The late Michael Dummett established the foundation for research into Tarot history already over 30
years ago. On the question of where it was invented and when, from the data he gathered and analysed
in *The Game of Tarot * (1980), he established that there were three original centres of the game:
Ferrara, Milan and Bologna; and he could narrow down the invention of the game to within 20 years of
1442 (the earliest reference known at the time). In the years following the publication of *Game of
Tarot*, much more information was brought to light, which refined his model somewhat.

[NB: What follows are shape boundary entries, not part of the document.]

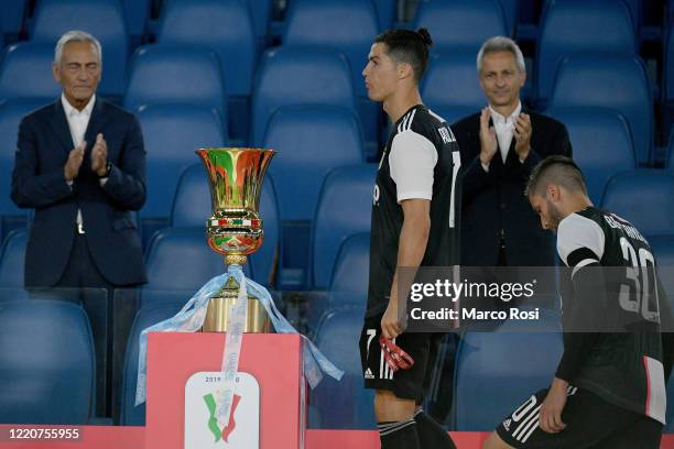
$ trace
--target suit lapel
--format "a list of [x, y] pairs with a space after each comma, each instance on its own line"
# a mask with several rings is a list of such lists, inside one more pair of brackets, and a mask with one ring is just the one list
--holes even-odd
[[87, 131], [85, 132], [85, 140], [89, 143], [89, 147], [94, 146], [94, 143], [96, 142], [96, 134], [100, 132], [102, 125], [107, 121], [107, 118], [106, 103], [100, 99], [100, 97], [96, 96], [96, 103], [91, 110], [89, 124], [87, 125]]
[[66, 153], [69, 153], [75, 144], [73, 143], [73, 136], [70, 135], [70, 128], [68, 127], [68, 120], [65, 117], [65, 111], [63, 110], [63, 103], [61, 102], [61, 97], [56, 99], [54, 102], [52, 119], [50, 120], [50, 124], [54, 130], [54, 133], [58, 138], [63, 150]]

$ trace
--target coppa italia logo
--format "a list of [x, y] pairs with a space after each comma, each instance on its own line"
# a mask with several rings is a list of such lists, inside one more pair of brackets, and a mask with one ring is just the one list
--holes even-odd
[[229, 423], [227, 426], [220, 429], [218, 425], [218, 418], [216, 418], [216, 399], [213, 394], [208, 393], [204, 396], [204, 401], [206, 402], [206, 407], [208, 407], [208, 413], [210, 413], [210, 417], [208, 418], [208, 430], [213, 432], [213, 436], [218, 442], [220, 439], [227, 442], [227, 438], [229, 434], [231, 434], [237, 426], [235, 421], [235, 414], [237, 413], [237, 407], [239, 406], [239, 402], [241, 402], [241, 396], [238, 394], [233, 395], [233, 399], [231, 401], [231, 413], [229, 414]]
[[236, 392], [229, 421], [218, 421], [216, 410], [224, 388], [222, 373], [193, 374], [185, 384], [185, 449], [259, 449], [260, 385], [249, 373], [235, 377]]

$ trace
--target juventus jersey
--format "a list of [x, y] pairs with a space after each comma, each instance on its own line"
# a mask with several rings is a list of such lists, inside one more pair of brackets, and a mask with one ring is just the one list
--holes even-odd
[[366, 317], [382, 314], [389, 304], [404, 219], [401, 201], [431, 201], [431, 231], [422, 266], [458, 264], [460, 165], [449, 125], [425, 106], [411, 108], [394, 124], [372, 199]]
[[[596, 343], [587, 348], [573, 385], [664, 424], [666, 395], [660, 305], [663, 314], [668, 314], [668, 308], [664, 291], [659, 288], [655, 278], [655, 260], [648, 241], [617, 215], [588, 207], [561, 221], [557, 252], [569, 267], [567, 276], [572, 278], [565, 280], [567, 287], [573, 276], [587, 265], [626, 267], [624, 272], [605, 270], [618, 275], [605, 278], [608, 304], [604, 313], [620, 317], [621, 322], [644, 325], [635, 331], [599, 333]], [[565, 316], [578, 307], [573, 288], [564, 288], [562, 300]], [[649, 328], [652, 330], [644, 330]]]

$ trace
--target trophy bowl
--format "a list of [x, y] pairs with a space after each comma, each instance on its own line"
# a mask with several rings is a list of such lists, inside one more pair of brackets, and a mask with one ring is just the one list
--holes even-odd
[[[259, 205], [262, 183], [273, 150], [214, 147], [199, 149], [208, 176], [213, 215], [206, 221], [208, 247], [225, 256], [227, 265], [243, 265], [248, 254], [256, 252], [264, 241], [264, 228]], [[227, 331], [231, 306], [239, 296], [239, 284], [233, 276], [208, 303], [203, 330]], [[269, 317], [260, 300], [248, 296], [244, 332], [267, 332]]]

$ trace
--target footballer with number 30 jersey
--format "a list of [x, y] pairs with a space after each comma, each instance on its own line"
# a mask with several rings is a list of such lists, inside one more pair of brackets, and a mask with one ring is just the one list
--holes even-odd
[[660, 448], [673, 351], [661, 330], [672, 316], [648, 241], [593, 206], [570, 158], [541, 162], [526, 195], [542, 227], [556, 230], [567, 267], [564, 352], [550, 388], [506, 417], [483, 448]]

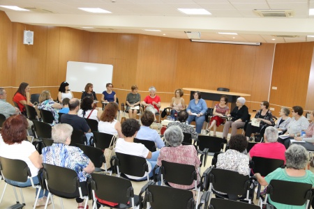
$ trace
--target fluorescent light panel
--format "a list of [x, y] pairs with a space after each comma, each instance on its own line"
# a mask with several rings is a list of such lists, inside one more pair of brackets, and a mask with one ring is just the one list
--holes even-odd
[[29, 10], [26, 10], [24, 8], [16, 6], [0, 6], [1, 7], [6, 8], [10, 10], [16, 10], [16, 11], [29, 11]]
[[103, 10], [100, 8], [78, 8], [78, 9], [80, 9], [81, 10], [88, 12], [88, 13], [112, 13], [112, 12]]
[[211, 15], [211, 13], [203, 8], [178, 8], [177, 10], [186, 15]]

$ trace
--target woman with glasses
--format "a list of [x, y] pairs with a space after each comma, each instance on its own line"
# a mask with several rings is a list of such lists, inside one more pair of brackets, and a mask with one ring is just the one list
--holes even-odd
[[271, 111], [268, 109], [269, 107], [269, 102], [267, 101], [262, 101], [260, 103], [260, 109], [257, 111], [255, 115], [256, 121], [260, 122], [260, 126], [254, 126], [251, 123], [246, 125], [246, 137], [249, 138], [252, 133], [260, 133], [261, 136], [264, 136], [264, 129], [261, 132], [262, 127], [267, 125], [275, 125]]
[[104, 91], [101, 95], [101, 101], [104, 102], [117, 102], [116, 93], [112, 91], [112, 84], [107, 83], [106, 88], [107, 90]]
[[211, 129], [214, 127], [214, 137], [216, 137], [216, 130], [221, 123], [225, 123], [225, 119], [221, 117], [225, 116], [229, 114], [229, 107], [227, 105], [228, 98], [226, 95], [220, 97], [220, 102], [215, 105], [214, 108], [213, 115], [211, 121], [209, 121], [210, 126], [206, 131], [206, 133], [209, 133], [211, 135]]

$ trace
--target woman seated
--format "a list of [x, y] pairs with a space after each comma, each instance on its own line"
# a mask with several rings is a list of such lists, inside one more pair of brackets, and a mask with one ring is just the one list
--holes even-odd
[[[136, 119], [136, 115], [140, 112], [140, 104], [141, 103], [141, 95], [137, 93], [137, 86], [133, 85], [131, 86], [132, 91], [128, 93], [126, 96], [126, 111], [128, 113], [128, 118]], [[131, 107], [138, 107], [136, 109], [131, 109]]]
[[220, 124], [224, 123], [225, 119], [221, 117], [225, 116], [229, 114], [229, 107], [227, 105], [228, 102], [228, 98], [225, 95], [222, 95], [220, 97], [220, 101], [219, 103], [215, 105], [214, 108], [213, 115], [211, 121], [209, 121], [210, 126], [207, 130], [207, 132], [211, 135], [211, 129], [214, 127], [214, 137], [216, 137], [216, 130], [217, 127]]
[[278, 118], [277, 123], [275, 125], [275, 127], [277, 128], [278, 132], [285, 132], [287, 131], [289, 123], [291, 121], [291, 118], [289, 117], [290, 110], [287, 107], [281, 107], [279, 111], [279, 118]]
[[292, 118], [285, 132], [285, 135], [289, 137], [285, 139], [279, 137], [278, 139], [278, 142], [283, 144], [286, 149], [290, 145], [290, 139], [300, 137], [301, 132], [305, 131], [308, 127], [308, 125], [310, 125], [308, 119], [303, 116], [302, 107], [300, 106], [293, 106], [291, 112], [292, 114]]
[[57, 110], [57, 109], [61, 109], [62, 105], [55, 102], [51, 98], [50, 92], [47, 90], [43, 91], [43, 92], [40, 93], [40, 95], [39, 96], [39, 105], [38, 109], [45, 109], [47, 110], [52, 112], [52, 115], [54, 116], [54, 123], [52, 124], [54, 125], [56, 123], [59, 123], [59, 114]]
[[177, 121], [179, 111], [186, 108], [184, 103], [184, 99], [182, 98], [184, 93], [182, 89], [178, 88], [174, 91], [174, 97], [171, 99], [170, 107], [172, 109], [170, 111], [171, 118]]
[[197, 134], [202, 132], [204, 121], [205, 121], [205, 113], [207, 111], [207, 105], [205, 100], [202, 99], [202, 93], [196, 91], [194, 93], [194, 99], [190, 101], [186, 111], [188, 114], [188, 118], [186, 121], [190, 124], [192, 121], [195, 121], [195, 130]]
[[223, 137], [226, 139], [229, 132], [229, 129], [231, 127], [231, 136], [237, 134], [238, 128], [244, 127], [246, 124], [246, 121], [249, 119], [248, 118], [248, 109], [244, 104], [246, 103], [246, 99], [244, 98], [239, 98], [237, 100], [237, 107], [227, 114], [227, 116], [232, 117], [232, 119], [225, 122], [223, 127]]
[[[201, 162], [194, 146], [183, 146], [181, 144], [184, 134], [182, 130], [178, 126], [168, 127], [165, 132], [165, 139], [171, 146], [164, 147], [160, 150], [157, 164], [161, 166], [161, 161], [165, 160], [170, 162], [193, 165], [195, 167], [195, 171], [197, 173], [198, 184], [200, 182], [198, 168]], [[182, 189], [191, 189], [195, 187], [194, 182], [190, 185], [181, 185], [172, 183], [169, 183], [169, 185], [172, 187]]]
[[95, 91], [93, 91], [93, 84], [91, 83], [86, 84], [85, 91], [83, 91], [83, 93], [82, 93], [81, 100], [87, 97], [91, 98], [94, 100], [98, 100]]
[[[268, 174], [265, 178], [260, 173], [255, 173], [260, 184], [262, 186], [268, 185], [271, 180], [281, 180], [312, 185], [314, 187], [314, 174], [306, 168], [308, 166], [308, 153], [301, 146], [292, 144], [285, 151], [285, 168], [278, 168]], [[293, 188], [291, 188], [293, 189]], [[276, 208], [306, 208], [306, 205], [297, 206], [289, 206], [274, 202], [269, 198], [269, 203]]]
[[[146, 107], [146, 110], [151, 111], [154, 115], [159, 113], [159, 108], [160, 108], [160, 98], [156, 95], [156, 88], [151, 86], [149, 88], [149, 95], [147, 95], [142, 104]], [[155, 117], [155, 121], [156, 121]]]
[[[95, 167], [78, 147], [69, 146], [73, 128], [68, 124], [57, 124], [52, 127], [54, 144], [43, 148], [43, 162], [75, 171], [80, 180], [82, 194], [87, 195], [87, 178], [95, 170]], [[61, 173], [60, 173], [61, 174]], [[84, 208], [84, 200], [76, 199], [77, 208]]]
[[58, 102], [62, 102], [64, 98], [73, 98], [73, 93], [68, 89], [68, 83], [67, 82], [62, 82], [59, 88]]
[[[15, 115], [9, 117], [2, 125], [0, 136], [0, 156], [24, 161], [29, 168], [34, 184], [38, 184], [37, 177], [39, 169], [43, 167], [40, 155], [27, 139], [27, 121], [22, 115]], [[31, 186], [31, 180], [27, 182], [16, 182], [9, 179], [6, 180], [10, 185], [27, 187]], [[36, 189], [37, 194], [38, 189]], [[48, 191], [40, 189], [37, 206], [45, 206], [48, 196]], [[51, 202], [49, 201], [49, 204]]]
[[91, 98], [84, 98], [80, 104], [81, 109], [77, 116], [81, 118], [93, 119], [99, 122], [103, 110], [100, 108], [94, 107], [94, 100]]
[[30, 91], [31, 88], [29, 84], [22, 82], [20, 84], [19, 88], [17, 88], [13, 96], [13, 102], [17, 104], [20, 111], [24, 115], [26, 115], [26, 111], [24, 105], [33, 106], [33, 103], [31, 102]]
[[120, 138], [124, 137], [121, 130], [121, 123], [114, 119], [118, 115], [119, 107], [115, 102], [109, 102], [105, 107], [105, 110], [100, 116], [98, 123], [98, 131], [100, 132], [112, 135], [119, 134]]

In particular,
archival research in Florence by Franco Pratesi in the late 1980s showed that Tarot was known in Florence
earlier than Dummett was able to report, earlier in fact than Bologna, which is in the same family of Tarot
iconography and games as Florence, and therefore placed Florence squarely in competition for the title of
earliest city of Tarot.

Thus the situation remained until quite recently. The four areas where consensus has changed or
discoveries have been made are:

*Florentine cards (Fiorini, Depaulis, Caldwell). In 2006, Cristina Fiorini (Catholic University of Milan)
showed convincingly that the Rothschild Tarot (Louvre and Bassano) could be attributed to Florence; at
the same time, Ross Caldwell proposed that the "Charles VI" (BNF) and Catania Tarots could also be
attributed to Florentine workshops.

*Roman imports of Florentine cards (Depaulis). In 2006 Thierry discovered notes in the Roman archival
research of Arnold Esch which showed Florentine cards, including Trionfi or Tarot cards, imported into
Rome in the 1470s. He published his findings in 2007 in the Playing Card.

*Florentine cardmakers (Pratesi). In 2011, following further discoveries in the work of Esch, Franco
Pratesi began studying Florentine archives for evidence of cardmakers which had to be there. He found a
great deal of it, including named cardmakers.

*Earliest documentary reference to Tarot pushed back to 1440, from Florence (Depaulis). To cap off this
rush of discovery relating to Florence, Thierry found a reference in the 15th century diary of Giusto Giusti
of Anghiari to a pack of Trionfi cards that he had commissioned in Florence in 1440. September 1440 is
17 months earlier than the previous earliest known reference to Trionfi cards, from Ferrara in February
1442.

Despite the wealth of new documentation of the existence of the game in Florence, now including the
very earliest attestion of its existence anywhere, this evidence itself provides no indications whatsoever
about the rules of the game, or the would-be iconographic interpreter's concern, the style of the trumps.
In the matter of whether the sequence of trump subjects has a narrative meaning, then, and what it
might be, we remain only slightly better off than Michael Dummett left us 32 years ago: the same
standard set of subjects, and three families of trump orderings, identified with three cities or regions -
Ferrara, Lombardy, and Bologna-Florence. It is a testimony to Dummett's analytical brilliance that, after
more than 3 decades, the framework he established remains solid, with all of the new discoveries only
bringing additional clarity to the theoretical model he established.